Canterbury leading the way with Civil Trades

Chloe Civil Trades, News

Pictured: Tony Foster of Fletcher Construction (right) with Connexis CEO Helmut Modlik

Tony Foster of Fletcher Construction is the latest Cantabrian to become Civil Trades Certified. He follows in the footsteps of Che Gallagher of Fletcher Construction and Barry Bowen and Wes Jefferys of City Care, who were part of an initial pilot group who graduated at the end of last year.

Christchurch Superintendent and a staff mentor at Fletcher Construction, Tony is an industry stalwart with over 40 years of experience in the civil industry.  He is Civil Trades Certified in Road Construction and Maintenance, with endorsements in Earthworks, Road Construction and Road Maintenance

Tony says that it is rewarding to see his considerable years of ‘on the job experience and knowledge’ translating into a recognised trade.  “It’s an awesome move by the industry and helps establish a worthwhile career path, especially for the younger staff.”

“They can take their Trade Certification with them to another job, or even transfer their qualification to a new employer if they move while they are part way through it.  It really gives them a purpose to stick with the industry,” he adds.

Tony’s manager Donal Hanrahan, who is a Senior Project Manager at Fletcher Construction, adds, “Civil Trades gives the individual a qualification to work towards and a clear pathway for development. A recognised skills assessment benefits the whole industry and will help attract young people interested in a career in civil works.”

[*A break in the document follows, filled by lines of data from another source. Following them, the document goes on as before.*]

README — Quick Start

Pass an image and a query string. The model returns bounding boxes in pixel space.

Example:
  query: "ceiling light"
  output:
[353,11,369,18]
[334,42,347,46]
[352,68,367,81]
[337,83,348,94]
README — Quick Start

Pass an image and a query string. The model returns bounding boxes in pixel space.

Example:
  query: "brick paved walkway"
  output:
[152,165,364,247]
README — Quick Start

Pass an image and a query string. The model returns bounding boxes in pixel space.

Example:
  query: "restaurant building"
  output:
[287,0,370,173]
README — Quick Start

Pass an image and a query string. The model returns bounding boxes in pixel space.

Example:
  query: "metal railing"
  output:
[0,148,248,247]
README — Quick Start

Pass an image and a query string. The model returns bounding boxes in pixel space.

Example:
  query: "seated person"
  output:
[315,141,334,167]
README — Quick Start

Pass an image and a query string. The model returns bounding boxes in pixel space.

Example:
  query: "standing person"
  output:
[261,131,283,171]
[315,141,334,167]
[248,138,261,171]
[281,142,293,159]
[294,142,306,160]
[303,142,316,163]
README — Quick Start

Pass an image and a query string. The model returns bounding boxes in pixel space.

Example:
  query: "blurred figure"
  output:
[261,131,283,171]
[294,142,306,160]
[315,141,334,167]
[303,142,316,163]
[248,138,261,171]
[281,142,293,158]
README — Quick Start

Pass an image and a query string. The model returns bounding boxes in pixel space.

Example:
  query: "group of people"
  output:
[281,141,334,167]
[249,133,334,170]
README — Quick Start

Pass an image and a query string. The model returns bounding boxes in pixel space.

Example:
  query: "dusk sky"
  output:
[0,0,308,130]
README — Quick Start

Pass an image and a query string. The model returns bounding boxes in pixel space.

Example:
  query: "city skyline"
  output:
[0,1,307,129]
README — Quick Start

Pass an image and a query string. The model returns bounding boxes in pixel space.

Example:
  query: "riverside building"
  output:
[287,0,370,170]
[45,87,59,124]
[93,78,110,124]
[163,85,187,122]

Civil Trades provides formal recognition for people working at tradesperson level that are both qualified and highly skilled in constructing and maintaining civil infrastructure.  Previously – unlike building, plumbing and electrical workers – workers in civil infrastructure, in jobs such as road construction and pipe installation, had no formal transferrable trade certification.

Civil Infrastructure is one of the largest industries in the country encompassing 600 businesses and 40,000 employees nationwide, with a $20 billion annual turnover – and there is an acute shortage of competent qualified tradespeople. Civil Trades will help to address this shortage by raising skills levels within the industry as well as attracting new people to careers in Infrastructure. It is being hailed as a huge step forward by employers.

To become Civil Trades Certified, workers must complete a recognised Civil Infrastructure Trades Qualification, together with 8,000 hours of on job experience (including 2,000 hours at Level 4 competency).  Certification can be achieved through either a New Zealand Apprenticeship, a regular industry sector qualification, or Recognition of Current Competence (RCC) depending on the individual’s level of experience.

Connexis ITO chief executive Helmut Modlik says the introduction of Civil Trades is a significant milestone for the industry.

“It’s very exciting. We will see a steady roll out of Certified Civil Tradespeople over the coming years with transferrable skills, which is of course beneficial to both workers and employees.  Qualified, competent people produce quality infrastructure.

“Civil Trades will also help to attract workers to the industry now that there’s a clear career path.  Introducing a trade regime for Civil Infrastructure has been something that has been wanted by the industry for a long time and it’s a significant step for both the industry and its workers,” he says.

In 2015 there were 47,500 people employed in the civil sector with a job growth rate of 6.2% between 2014 and 2015, while the total economy growth was 2.4% over that same period.  The industry is continuing to grow and it is estimated that they will need approximately 19,600 new people by 2020 to meet workforce requirements.

Late last year 14 Civil Infrastructure workers involved in the pilot scheme were the first New Zealanders to become Civil Trades Certified. The group marked a new era for the industry leading the pathway for many others.